While aliphatic alkynes were found to be ineffective in transannulations with N-tosyl-1,2,3-triazoles, the reactions of N-perfluoroalkyl-1,2,3-triazoles with aliphatic alkynes proceeded well and the pyrroles 3 were formed in unexpectedly high selectivities, ranging from 87:13 to 98:2 (Scheme 3). The isolated product yields were moderate to good and the products were generally obtained as mixtures of regioisomers. Column chromatography allowed the separation of pure isomers of 2a, 2a’, 3a, 3b, 3d, 3h, 3l, 3m, and 3n. However, no general trend in the efficiency of the reaction or product selectivity was observed.
Hex-5-ynenitrile was used in the transannulation with 1a with the aim to assess the relative propensity of nitrile and alkyne groups in the reaction. The triple bond reacted in the transannulation about two times faster than the nitrile group and again the 3,4-disubstituted pyrrole 4 regioisomer dominated over the 2,4-disubstitued pyrrole 4’ (Scheme 4).

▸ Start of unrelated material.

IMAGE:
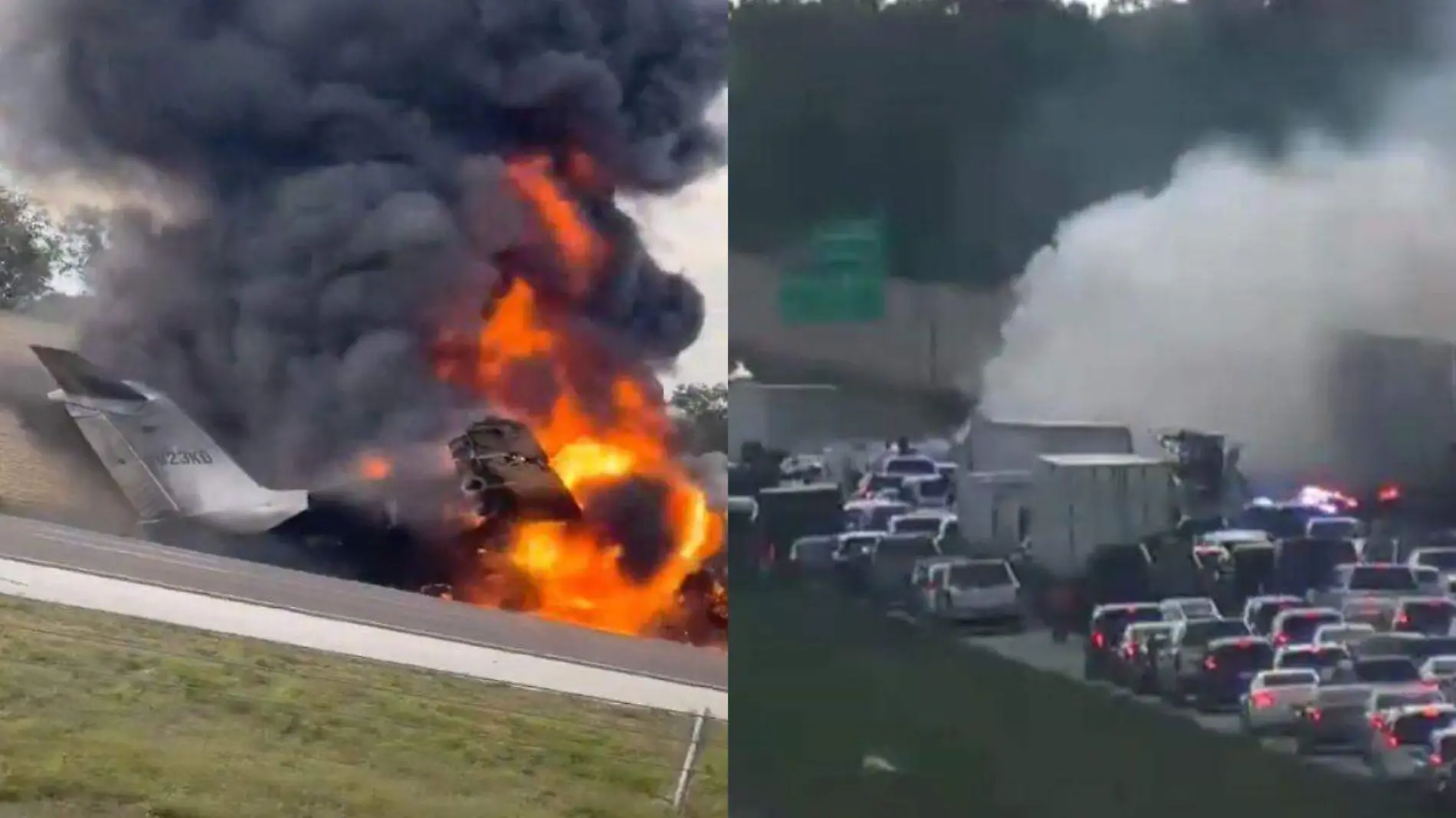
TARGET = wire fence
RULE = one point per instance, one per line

To demonstrate the compatibility of the formed N-perfluoroalkylpyrroles with the conditions of pyrrole derivatization by metalation in position two and reaction with an electrophile, the crude product 2a was treated with butyllithium, followed by the reaction with carbon dioxide to afford pyrrole carboxylic acid 6 in a good overall yield (Scheme 5). The trifluoromethyl group on the nitrogen was not affected by these highly basic reaction conditions.

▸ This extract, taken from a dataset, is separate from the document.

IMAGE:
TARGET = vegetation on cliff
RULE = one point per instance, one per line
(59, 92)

The mechanism of the rhodium-catalyzed transannulation to pyrroles has recently been investigated computationally with N-sulfonyltriazoles . It seems that the formed rhodium carbenoid B reacts with the alkyne in a concerted process and even in the presence of Ag+ salts, a nucleophilic addition of silver acetylides does not take place. In our case, the transition states TS1 and TS2 have roughly similar energies for phenylacetylene and TS1 is lower in energy for aliphatic alkynes (Scheme 6).
In conclusion, the rhodium-catalyzed transannulation of N-perfluoroalkyl-1,2,3-triazoles with terminal alkynes was described. The reaction led to a mixture of the N-perfluoroalkyl-3,4- and 2,4-disubstituted pyrroles. The reactions with phenylacetylene afforded a mixture of 3,4- and 2,4-disubstituted pyrroles in a ratio from 59:41 to 79:21, while the reactions with aliphatic acetylenes gave higher product regioselectivities (87:13 to 98:2). This is the first report of a transannulation leading to 3,4-disubstituted pyrroles. Additionally, the method did not require the use of a silver(I) co-catalyst. The scope for aliphatic alkynes is reasonably wide and the isolated yields were moderate to good. A one-pot transannulation/carboxylation process was demonstrated for the construction of the functionalized pyrrole 2-carboxylic acid with an N-trifluoromethyl functionality. Thus, this work improves the synthetic access to N-perfluoroalkyl-3,4-disubstituted pyrroles.